View from the Zoo: Special day will highlight plight of red panda

A very special day for one of our very cute and popular endangered species at the zoo.

International Red Panda Day on Saturday 17 September will see the staff at Flamingo Land raising awareness and funds for the conservation of this incredible animal.

The zoo currently have two red pandas, a male named Bai Jiao aged four and a female named Tai Jang also four. They both weigh around five kilograms and spend most of their time asleep up in the trees. They are most active during the gloomy hours of dusk and dawn.

A red panda’s diet consists mainly of bamboo (along with fruit and insects) and this is where they get their name from. ‘Panda’ in the Nepalese language means ‘bamboo eater’ so it shares the same name and territory as the giant panda, despite not being related. Red pandas are more closely related to the racoon and share a similar appearance.

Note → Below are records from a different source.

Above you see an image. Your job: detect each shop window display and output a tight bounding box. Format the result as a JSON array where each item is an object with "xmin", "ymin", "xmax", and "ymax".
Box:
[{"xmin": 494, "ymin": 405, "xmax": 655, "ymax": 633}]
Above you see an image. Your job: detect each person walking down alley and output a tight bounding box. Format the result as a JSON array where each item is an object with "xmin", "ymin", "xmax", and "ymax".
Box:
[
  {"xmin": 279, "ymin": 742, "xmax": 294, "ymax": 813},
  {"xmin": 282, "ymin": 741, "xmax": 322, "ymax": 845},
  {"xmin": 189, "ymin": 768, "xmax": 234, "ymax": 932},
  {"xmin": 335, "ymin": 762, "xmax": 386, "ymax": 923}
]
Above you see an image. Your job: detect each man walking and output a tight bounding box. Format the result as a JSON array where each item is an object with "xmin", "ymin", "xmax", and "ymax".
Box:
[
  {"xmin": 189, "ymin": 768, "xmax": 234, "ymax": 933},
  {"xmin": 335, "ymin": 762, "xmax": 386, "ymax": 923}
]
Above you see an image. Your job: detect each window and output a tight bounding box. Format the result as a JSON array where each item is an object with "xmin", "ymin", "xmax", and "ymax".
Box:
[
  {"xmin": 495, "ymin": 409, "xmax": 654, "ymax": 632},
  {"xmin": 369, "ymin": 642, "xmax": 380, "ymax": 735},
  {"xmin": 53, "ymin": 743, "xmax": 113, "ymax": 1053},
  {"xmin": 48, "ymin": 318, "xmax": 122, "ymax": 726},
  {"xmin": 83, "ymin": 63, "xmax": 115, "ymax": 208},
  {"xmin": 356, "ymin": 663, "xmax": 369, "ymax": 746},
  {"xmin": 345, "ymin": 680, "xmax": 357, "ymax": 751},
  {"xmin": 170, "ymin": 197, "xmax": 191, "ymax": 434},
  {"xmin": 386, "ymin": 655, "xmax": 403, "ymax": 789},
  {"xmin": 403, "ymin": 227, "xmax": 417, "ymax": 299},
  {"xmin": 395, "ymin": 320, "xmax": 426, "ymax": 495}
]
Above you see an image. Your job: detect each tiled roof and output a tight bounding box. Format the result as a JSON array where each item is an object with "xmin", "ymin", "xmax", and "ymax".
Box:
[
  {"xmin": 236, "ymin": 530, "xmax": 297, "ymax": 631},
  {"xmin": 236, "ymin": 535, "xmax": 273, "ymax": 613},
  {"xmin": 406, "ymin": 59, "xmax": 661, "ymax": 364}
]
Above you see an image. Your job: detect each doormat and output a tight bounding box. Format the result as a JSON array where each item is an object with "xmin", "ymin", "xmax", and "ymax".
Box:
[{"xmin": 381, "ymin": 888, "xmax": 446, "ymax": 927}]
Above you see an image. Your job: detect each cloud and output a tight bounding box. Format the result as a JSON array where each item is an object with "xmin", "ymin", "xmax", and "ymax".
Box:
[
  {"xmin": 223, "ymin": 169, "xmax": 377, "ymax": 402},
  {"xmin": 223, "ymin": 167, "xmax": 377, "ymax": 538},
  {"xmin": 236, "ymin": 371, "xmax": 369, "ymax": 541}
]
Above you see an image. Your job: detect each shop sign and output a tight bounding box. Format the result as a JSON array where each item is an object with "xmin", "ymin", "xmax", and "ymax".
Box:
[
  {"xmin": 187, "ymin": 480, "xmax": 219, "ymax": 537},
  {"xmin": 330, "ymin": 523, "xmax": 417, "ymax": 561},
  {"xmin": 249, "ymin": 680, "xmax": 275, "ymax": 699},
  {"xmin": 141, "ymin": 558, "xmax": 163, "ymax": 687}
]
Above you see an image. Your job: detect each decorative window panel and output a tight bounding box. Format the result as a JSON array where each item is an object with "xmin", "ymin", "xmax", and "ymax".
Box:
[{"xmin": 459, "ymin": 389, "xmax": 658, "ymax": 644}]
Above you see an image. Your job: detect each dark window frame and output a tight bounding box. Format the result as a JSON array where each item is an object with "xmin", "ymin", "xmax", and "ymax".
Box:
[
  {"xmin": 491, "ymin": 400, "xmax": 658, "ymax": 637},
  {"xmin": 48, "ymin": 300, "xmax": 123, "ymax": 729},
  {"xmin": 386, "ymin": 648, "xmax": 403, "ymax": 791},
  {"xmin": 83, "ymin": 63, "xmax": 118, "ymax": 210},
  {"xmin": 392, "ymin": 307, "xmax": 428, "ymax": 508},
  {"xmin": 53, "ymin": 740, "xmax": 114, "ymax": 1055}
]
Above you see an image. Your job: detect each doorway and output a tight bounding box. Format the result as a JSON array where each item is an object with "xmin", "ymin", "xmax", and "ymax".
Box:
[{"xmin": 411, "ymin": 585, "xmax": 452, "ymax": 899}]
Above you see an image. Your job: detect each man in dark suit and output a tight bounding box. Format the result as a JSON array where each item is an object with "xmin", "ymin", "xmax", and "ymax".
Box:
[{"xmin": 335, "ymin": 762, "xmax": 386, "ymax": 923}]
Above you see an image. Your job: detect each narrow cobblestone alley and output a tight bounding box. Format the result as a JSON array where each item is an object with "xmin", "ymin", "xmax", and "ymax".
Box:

The reasons for having an awareness day for red pandas is that unfortunately their wild habitats in Nepal, China, Bhutan and India are being lost due to deforestation.

Red Pandas are also poached for their fur and skins so now there are just 10,000 adults left in the wild. However the ‘Red Panda Network’ works tirelessly to help save the species by setting up protected forest areas, status surveys, awareness workshops and their very own ‘forest guardians’. This conservation project will not only help the red pandas but also the animals they share territory with such as clouded leopards, Himalayan black bears, and hundreds of bird species.

To help support our red pandas we shall be setting up a conservation table with a variety of activities and information all about them. With badges and booklets to be given out, any contributions will be going towards the Red Panda Network and also Flamingo Land’s very own conservation project in Tanzania.

Our pair of red pandas have successfully bred as they had their first cub the in the summer of 2015. The young red panda was moved to another zoo earlier this year. They are trained to come down from the trees so that they can be regularly checked out to ensure they are healthy here at Flamingo Land.